Dalam perjalanan hidup, aku menemukan banyak pembelajaran
dari peristiwa-persitiwa yang aku alami maupun yang aku amati. Ya, hal ini berhubungan dengan masalah trust issue. Pernah dengar kan apa itu trust issue? Pasti pernah dong! Ya, trust issue itu adalah krisis kepercayaan kepada orang lain. Di sini aku mulai sadar bahwa krisis sudah menjalar ke mana-mana, bukan saja krisis ekonomi yang sering banget kita dengar.Saat tumbuh dewasa, aku memang gak pernah belajar gimana sih memproses emosi dengan benar. Bahkan, di lingkungan keluargaku yang notabennya tidak baik-baik saja, aku selalu berusaha merasionalisasikan itu, dan beranggapan bahwa "Oh, ini wajar kali ya".
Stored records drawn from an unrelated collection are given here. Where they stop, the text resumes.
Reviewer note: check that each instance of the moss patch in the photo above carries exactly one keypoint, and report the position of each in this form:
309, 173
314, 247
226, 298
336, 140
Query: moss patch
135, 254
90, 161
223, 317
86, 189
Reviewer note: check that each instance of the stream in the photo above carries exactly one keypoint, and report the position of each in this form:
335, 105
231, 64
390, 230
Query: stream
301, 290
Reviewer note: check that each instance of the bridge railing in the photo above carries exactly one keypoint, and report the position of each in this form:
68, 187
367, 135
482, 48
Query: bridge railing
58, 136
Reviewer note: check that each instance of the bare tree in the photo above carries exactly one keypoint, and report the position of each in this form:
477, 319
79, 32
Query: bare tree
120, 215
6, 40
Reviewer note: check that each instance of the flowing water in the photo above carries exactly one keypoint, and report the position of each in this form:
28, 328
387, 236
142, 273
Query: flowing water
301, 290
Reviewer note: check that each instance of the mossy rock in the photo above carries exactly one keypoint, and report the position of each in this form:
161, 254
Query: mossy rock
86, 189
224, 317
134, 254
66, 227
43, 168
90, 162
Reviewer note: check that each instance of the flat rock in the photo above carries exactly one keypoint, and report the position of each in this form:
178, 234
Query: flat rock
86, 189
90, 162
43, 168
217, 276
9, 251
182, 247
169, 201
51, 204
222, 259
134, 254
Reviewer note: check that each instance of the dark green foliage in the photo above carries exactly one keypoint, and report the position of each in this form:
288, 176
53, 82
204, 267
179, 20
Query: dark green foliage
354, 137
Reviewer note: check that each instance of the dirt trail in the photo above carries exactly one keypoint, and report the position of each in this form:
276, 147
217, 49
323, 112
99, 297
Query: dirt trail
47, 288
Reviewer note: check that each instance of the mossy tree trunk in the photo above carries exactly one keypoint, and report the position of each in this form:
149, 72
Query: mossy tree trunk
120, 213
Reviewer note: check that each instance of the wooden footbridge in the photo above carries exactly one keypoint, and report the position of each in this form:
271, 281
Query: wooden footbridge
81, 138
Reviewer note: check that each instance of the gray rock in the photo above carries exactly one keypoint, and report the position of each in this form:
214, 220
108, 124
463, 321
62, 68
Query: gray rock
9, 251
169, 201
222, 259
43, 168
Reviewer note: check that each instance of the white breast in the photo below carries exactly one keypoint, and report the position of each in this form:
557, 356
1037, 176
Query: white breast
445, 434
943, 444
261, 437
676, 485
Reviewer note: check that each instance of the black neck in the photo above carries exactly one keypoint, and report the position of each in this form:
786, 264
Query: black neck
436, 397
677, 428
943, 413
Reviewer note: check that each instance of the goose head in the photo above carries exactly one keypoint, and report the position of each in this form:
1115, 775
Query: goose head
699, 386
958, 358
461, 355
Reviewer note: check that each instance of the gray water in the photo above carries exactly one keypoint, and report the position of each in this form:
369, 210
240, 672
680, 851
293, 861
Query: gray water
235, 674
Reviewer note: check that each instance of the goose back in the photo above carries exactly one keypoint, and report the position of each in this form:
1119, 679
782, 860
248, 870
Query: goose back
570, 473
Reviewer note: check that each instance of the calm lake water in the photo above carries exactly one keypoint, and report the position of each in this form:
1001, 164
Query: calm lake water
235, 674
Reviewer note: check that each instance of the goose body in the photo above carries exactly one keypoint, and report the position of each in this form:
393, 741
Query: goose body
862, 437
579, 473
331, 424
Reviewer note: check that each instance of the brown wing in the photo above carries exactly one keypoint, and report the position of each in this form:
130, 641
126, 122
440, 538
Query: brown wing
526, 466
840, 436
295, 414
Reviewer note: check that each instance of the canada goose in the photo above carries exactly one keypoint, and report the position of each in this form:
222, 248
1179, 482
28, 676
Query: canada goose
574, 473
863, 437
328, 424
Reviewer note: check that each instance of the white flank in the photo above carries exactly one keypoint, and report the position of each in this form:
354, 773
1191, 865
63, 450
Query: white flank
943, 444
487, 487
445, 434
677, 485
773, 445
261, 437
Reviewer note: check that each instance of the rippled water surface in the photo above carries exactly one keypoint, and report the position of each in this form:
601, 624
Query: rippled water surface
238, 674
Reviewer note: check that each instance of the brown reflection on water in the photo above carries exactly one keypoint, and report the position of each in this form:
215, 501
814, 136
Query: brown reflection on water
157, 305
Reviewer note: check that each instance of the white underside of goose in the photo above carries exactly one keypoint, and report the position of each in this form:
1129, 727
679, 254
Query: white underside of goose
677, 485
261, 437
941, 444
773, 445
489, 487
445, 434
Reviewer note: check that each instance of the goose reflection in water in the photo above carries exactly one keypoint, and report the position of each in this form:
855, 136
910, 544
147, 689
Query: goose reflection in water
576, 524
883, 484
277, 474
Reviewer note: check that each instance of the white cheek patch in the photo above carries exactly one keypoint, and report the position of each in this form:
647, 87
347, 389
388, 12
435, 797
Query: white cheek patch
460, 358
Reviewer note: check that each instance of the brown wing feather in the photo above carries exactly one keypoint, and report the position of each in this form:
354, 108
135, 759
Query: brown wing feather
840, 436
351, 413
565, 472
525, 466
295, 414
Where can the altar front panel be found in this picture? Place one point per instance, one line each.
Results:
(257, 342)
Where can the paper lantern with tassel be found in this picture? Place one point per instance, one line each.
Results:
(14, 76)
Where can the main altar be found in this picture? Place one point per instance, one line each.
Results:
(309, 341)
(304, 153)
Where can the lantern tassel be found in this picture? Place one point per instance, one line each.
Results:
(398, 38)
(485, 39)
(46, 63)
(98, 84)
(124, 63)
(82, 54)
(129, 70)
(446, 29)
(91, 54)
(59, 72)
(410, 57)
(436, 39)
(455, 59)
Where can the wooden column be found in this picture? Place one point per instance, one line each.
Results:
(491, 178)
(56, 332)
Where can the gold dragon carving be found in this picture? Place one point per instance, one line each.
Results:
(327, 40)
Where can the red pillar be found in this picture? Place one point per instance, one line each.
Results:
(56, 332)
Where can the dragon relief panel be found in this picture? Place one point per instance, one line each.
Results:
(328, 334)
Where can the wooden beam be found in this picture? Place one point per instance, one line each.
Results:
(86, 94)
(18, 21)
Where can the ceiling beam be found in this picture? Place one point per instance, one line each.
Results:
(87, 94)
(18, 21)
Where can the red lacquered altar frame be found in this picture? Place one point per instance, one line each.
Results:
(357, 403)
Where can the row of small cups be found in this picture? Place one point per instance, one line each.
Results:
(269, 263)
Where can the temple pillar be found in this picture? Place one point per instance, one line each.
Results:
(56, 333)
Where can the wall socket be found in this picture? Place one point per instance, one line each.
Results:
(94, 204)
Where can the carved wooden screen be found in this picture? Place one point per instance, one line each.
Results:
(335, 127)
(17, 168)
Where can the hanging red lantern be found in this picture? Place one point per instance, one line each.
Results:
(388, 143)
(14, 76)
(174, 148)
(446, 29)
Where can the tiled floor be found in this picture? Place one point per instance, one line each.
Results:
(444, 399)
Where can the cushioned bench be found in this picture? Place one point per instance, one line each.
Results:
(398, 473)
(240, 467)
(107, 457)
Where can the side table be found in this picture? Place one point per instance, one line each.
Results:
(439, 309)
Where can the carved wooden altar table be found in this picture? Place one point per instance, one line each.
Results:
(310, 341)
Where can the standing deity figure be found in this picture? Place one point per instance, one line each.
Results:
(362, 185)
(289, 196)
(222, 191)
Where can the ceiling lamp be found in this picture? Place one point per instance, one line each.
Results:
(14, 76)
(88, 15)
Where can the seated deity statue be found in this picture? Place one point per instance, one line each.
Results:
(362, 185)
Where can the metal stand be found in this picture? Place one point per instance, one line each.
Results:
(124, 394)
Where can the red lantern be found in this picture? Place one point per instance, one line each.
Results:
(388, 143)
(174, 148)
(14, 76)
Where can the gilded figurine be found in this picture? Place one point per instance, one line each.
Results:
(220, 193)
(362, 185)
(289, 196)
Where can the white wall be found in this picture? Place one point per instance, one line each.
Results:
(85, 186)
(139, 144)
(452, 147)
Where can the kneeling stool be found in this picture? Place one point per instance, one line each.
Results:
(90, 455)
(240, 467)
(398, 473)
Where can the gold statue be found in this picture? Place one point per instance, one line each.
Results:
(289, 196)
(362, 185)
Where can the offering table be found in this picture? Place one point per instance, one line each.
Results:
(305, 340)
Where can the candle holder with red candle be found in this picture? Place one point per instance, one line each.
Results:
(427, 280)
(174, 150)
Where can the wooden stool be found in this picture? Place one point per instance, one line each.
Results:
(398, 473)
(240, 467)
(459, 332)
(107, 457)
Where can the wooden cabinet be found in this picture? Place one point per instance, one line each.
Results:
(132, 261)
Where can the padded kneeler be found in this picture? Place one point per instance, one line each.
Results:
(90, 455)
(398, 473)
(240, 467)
Gak ada yang mengajariku bagaimana mengatasi emosiku yang bisa dibilang bar-bar, dan bahkan aku tuh gak tahu bagaimana mengungkapkan perasaan aku sendiri. Itu kenapa, aku tumbuh dengan pribadi yang selalu diam dan gak berani mengungkapkan pendapat ataupun perasaan gak enak yang lagi aku alami. Parahnya lagi, aku gak tahu bagaimana caranya membangun kepercayaan dengan orang lain atau bagaimana sih menjalin hubungan yang nyaman dengan mereka. Aku juga gak tahu harus bersikap apa dengan perlakuan orang lain terhadapku.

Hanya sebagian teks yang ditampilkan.